Он веселым взглядом окинул массивную фигуру Лициния, отяжелевшую, видимо, за самые последние годы гарнизонной службы в маленькой крепости. Туника белой шерсти открывала могучую грудь, густо поросшую седыми волосами.

— Я хотел спросить, — продолжал Светоний, — что ты думаешь о землях, лежащих дальше к северу и востоку от Дакии? Мыслимо ли и нужно ли Риму их завоевание? Правда, нынешний император миролюбив, но Рим так могуч, что стремление дальше раздвигать границы может оказаться непреодолимым. Если не у Адриана, то у его преемников.

— Решительно немыслимо и не нужно, — ответил Лициний. — Эти племена рассеяны по бескрайним просторам, и о них известно немногим больше, чем во времена Геродота…

— Ты помнишь, как мы заучивали Геродота, — прервал его Светоний, поддавшись воспоминаниям.

— Конечно, — усмехнулся Лициний. — Я получил бы тогда порку от рыжего верзилы Квинта, если бы ты не дал мне переписать проклятый греческий текст. Должен тебе сознаться, что я теперь не силен в греческом. Мне ведь пришлось служить не в Элладе, как иным счастливчикам, а в местах, где и латынь доводилось слышать не каждый день.

Они выпили довольно много вина, особенно Лициний. Его широкое лицо стало медно-бурым. Светоний был обычно так воздержан, что два кубка, которые он опорожнил, слегка опьянили его. Их беседа становилась беспорядочнее и сердечнее.

Он хлопнул в ладоши. Бесшумно вошел мальчик и по его приказанию принес еще кувшин фалернского и блюдо прошлогоднего винограда, хорошо сохранившегося в погребах виллы.

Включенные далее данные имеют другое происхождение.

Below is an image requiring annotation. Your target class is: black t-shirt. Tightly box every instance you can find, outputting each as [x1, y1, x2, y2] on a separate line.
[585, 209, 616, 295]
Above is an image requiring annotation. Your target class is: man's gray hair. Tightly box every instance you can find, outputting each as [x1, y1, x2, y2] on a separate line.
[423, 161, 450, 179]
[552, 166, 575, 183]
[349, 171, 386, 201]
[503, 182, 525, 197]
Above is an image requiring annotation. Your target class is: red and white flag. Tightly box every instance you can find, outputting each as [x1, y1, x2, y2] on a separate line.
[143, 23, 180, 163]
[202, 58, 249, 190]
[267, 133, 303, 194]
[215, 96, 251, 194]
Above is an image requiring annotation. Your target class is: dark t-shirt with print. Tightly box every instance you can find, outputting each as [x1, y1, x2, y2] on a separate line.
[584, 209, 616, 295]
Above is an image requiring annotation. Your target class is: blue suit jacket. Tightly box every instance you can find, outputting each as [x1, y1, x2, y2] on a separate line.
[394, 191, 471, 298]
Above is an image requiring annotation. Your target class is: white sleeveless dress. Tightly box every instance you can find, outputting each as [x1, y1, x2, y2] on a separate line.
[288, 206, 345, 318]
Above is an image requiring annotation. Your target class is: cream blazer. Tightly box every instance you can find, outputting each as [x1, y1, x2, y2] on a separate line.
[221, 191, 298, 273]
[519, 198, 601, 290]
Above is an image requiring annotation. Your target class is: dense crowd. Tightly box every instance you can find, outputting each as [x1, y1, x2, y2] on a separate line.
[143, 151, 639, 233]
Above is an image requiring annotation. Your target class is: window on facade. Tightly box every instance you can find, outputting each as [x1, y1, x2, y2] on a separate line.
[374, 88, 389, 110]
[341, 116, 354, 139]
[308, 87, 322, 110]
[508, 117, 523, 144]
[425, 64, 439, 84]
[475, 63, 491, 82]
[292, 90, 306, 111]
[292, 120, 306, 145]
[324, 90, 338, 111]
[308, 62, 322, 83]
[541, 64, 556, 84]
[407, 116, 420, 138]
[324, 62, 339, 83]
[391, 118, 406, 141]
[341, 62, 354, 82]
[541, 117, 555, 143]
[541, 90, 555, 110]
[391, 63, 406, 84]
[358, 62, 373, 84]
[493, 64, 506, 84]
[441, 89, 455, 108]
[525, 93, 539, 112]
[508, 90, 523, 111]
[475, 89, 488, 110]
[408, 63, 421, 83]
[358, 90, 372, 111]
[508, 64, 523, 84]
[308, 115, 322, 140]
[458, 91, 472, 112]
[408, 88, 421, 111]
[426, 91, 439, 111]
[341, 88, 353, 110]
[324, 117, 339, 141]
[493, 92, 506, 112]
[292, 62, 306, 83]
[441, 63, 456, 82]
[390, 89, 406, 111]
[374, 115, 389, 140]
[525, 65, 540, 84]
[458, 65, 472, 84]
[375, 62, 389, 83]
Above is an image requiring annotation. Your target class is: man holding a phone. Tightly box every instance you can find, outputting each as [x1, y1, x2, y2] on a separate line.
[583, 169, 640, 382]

— Ты спрашиваешь меня о варварах, живущих в степях и лесах за Понтом… — Лициний, оказывается, обдумывал его вопрос. — Тебя, наверно, удивляет, что мы так мало знаем об этих сарматах и скифах. Ведь границы Рима вплотную придвинулись к их землям. Но они не допускают к себе купцов и путешественников, а когда мы попытались проникнуть туда военной силой, это кончилось для нас печально. Торгуют они так: в назначенное место приносят свои товары и оставляют для обмена. Ты должен оставить, в свою очередь, то, что считается нужным для них. Жители пограничных районов это отлично знают. Если варвары недовольны обменом, они больше не появляются. Ради чего завоевывает Рим новые провинции? Что бы ни заявляли сенаторы и их клевреты, мы с тобой это хорошо знаем: ради рабов. Но сарматы и скифы совершенно негодные рабы. Я сам видел четырех варваров — двух мужжин и женщину с ребенком, — которые перерезали себе горло, когда их привели пленниками в нашу крепость. Один из мужчин незаметно спрятал под одеждой нож, и они передавали этот нож друг другу. Женщина, прежде чем зарезать себя, убила ребенка. Уверяю тебя, я видел в жизни немало ужасов, но эта картина…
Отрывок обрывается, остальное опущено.